|
Engineering design is an information
intensive activity. It is reported that designers spent in excess of 50%
of their time in handling, e.g., retrieving, organizing, etc.,
information. Thus the efficiency and the quality of the design process
depend considerably on how well designers are able to handle large amounts
of information. Design information management has received increasing
attention in recent years as a result of these findings and the
recognition that lacking or missing key design information may lead to
sub-optimal decision-making and design. Much of the research has focused
on the capture, storage, indexing and presentation of design information;
less work has been done on information retrieval based on an understanding
of individual designers, their experience, their skills and the ways in
which they use information in the context of their design task. Further,
most design information retrieval systems base the context of the
designer's information needs on a short phrase or query.
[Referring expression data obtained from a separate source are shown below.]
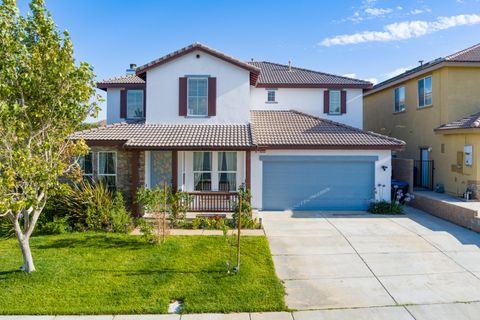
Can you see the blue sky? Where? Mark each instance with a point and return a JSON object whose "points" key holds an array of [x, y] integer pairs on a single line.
{"points": [[366, 39]]}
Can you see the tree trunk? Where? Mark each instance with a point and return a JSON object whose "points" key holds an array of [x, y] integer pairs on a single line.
{"points": [[27, 255]]}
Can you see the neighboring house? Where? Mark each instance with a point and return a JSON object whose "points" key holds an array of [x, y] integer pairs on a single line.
{"points": [[435, 109], [206, 122]]}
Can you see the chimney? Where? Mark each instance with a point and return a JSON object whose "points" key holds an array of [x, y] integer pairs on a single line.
{"points": [[131, 70]]}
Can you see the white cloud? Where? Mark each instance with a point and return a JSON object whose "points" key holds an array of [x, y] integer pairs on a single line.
{"points": [[420, 11], [377, 11], [403, 30]]}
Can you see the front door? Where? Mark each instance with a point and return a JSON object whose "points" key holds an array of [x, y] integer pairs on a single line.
{"points": [[424, 158], [160, 168]]}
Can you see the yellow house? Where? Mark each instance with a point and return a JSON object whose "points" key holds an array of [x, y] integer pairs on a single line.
{"points": [[435, 109]]}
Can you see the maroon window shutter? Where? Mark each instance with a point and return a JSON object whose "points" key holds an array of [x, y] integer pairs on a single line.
{"points": [[123, 103], [343, 101], [326, 101], [212, 97], [182, 98]]}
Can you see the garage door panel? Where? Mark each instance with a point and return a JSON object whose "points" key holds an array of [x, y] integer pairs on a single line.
{"points": [[317, 185]]}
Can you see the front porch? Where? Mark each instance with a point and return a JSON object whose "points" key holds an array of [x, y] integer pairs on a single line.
{"points": [[211, 177]]}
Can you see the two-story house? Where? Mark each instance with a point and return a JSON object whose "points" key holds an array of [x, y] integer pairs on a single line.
{"points": [[435, 109], [206, 122]]}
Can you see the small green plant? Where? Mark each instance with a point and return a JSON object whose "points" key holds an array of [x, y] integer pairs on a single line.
{"points": [[147, 231], [385, 207]]}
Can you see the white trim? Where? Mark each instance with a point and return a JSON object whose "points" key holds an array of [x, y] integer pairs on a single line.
{"points": [[404, 98], [200, 77], [148, 157], [418, 93], [108, 174], [330, 102]]}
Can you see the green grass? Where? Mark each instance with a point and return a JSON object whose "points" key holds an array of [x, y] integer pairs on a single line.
{"points": [[96, 273]]}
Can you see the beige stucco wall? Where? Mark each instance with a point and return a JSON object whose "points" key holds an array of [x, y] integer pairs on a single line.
{"points": [[455, 94]]}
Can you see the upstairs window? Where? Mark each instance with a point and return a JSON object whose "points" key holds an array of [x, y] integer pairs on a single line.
{"points": [[197, 100], [425, 92], [135, 101], [271, 95], [399, 100], [86, 165], [335, 102]]}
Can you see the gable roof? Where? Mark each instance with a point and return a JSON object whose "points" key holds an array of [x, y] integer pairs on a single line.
{"points": [[254, 71], [297, 130], [469, 55], [469, 122], [127, 80], [279, 75]]}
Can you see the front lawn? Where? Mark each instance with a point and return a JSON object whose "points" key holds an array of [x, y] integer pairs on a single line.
{"points": [[96, 273]]}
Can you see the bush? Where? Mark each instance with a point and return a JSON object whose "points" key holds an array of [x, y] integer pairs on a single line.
{"points": [[84, 207], [57, 226], [385, 207]]}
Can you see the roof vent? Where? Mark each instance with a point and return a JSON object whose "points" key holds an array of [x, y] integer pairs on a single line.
{"points": [[131, 70]]}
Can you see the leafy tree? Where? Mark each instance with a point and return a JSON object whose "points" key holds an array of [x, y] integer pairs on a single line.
{"points": [[44, 96]]}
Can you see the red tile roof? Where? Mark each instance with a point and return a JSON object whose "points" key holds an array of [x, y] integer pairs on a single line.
{"points": [[269, 129], [293, 129], [469, 122], [471, 54], [274, 74], [136, 135]]}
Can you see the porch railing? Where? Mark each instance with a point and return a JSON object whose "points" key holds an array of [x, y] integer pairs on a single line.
{"points": [[213, 201], [423, 174]]}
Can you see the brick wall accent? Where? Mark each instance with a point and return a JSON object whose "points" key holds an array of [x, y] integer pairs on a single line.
{"points": [[124, 170], [461, 216], [402, 169]]}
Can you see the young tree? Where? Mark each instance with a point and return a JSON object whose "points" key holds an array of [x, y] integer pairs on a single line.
{"points": [[44, 97]]}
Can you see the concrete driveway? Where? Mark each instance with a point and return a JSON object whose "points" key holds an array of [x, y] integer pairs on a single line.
{"points": [[334, 260]]}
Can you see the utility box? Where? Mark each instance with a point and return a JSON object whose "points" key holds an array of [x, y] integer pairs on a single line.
{"points": [[468, 154]]}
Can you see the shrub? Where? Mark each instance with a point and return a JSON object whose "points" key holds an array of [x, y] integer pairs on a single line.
{"points": [[85, 207], [385, 207], [57, 226]]}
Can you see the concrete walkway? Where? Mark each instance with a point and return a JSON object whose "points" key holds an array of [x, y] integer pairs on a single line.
{"points": [[454, 311], [331, 260]]}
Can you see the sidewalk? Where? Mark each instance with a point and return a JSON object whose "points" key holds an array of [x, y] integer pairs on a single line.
{"points": [[442, 311]]}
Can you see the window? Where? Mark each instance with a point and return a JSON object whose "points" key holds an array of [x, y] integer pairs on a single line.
{"points": [[202, 171], [107, 168], [334, 102], [86, 165], [425, 92], [227, 171], [270, 95], [399, 105], [197, 96], [135, 104]]}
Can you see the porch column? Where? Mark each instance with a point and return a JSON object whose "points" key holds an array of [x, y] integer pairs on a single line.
{"points": [[175, 169], [135, 181], [247, 168]]}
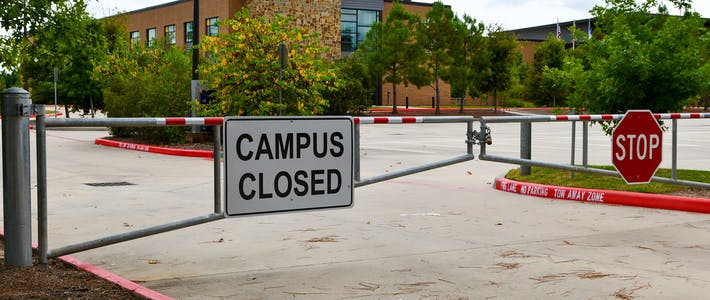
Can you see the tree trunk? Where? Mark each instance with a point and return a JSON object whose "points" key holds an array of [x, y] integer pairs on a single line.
{"points": [[438, 96], [394, 90], [394, 98]]}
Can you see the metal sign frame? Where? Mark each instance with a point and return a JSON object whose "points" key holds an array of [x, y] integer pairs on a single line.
{"points": [[278, 169]]}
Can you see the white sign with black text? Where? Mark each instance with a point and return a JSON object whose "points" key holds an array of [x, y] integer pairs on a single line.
{"points": [[282, 164]]}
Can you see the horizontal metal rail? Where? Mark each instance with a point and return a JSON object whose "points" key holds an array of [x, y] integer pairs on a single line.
{"points": [[410, 171], [527, 162], [408, 120], [411, 120], [604, 117]]}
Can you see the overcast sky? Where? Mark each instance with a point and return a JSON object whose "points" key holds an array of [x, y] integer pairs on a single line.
{"points": [[511, 14]]}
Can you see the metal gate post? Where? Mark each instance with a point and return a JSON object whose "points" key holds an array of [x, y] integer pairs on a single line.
{"points": [[356, 152], [574, 146], [585, 144], [525, 146], [17, 208], [674, 166], [41, 133]]}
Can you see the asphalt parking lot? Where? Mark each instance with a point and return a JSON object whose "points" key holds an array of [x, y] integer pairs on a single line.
{"points": [[440, 234]]}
This is a severe
limitation given the situational and context-dependent nature of design
information.
This research focuses on retrieving design
information that satisfies designer's specific information needs
efficiently and effectively. The key of it lies in the acquisition,
representation and utilization of human-like knowledge about information
needs. In other word, how could we make people understood by computers and
how could we make computers a "real" assistant? Traditionally, human-like
knowledge has relied primarily on explicit coding of symbolic facts into
computer data structures and algorithms. A serious limitation of this
approach is people's inability to access and express the vast reaches of
unconscious knowledge on which they rely. Designing a learning mechanism
to acquire human-like knowledge from the same source as human is
necessary. This research investigates particularly on how to
capture/discovery context knowledge in engineering design information
retrieval. The hypothesis is to discover and understand tacit and explicit
knowledge about designers and their activities in information seeking
through data mining usage logs and Latent Semantic Analysis (LSA).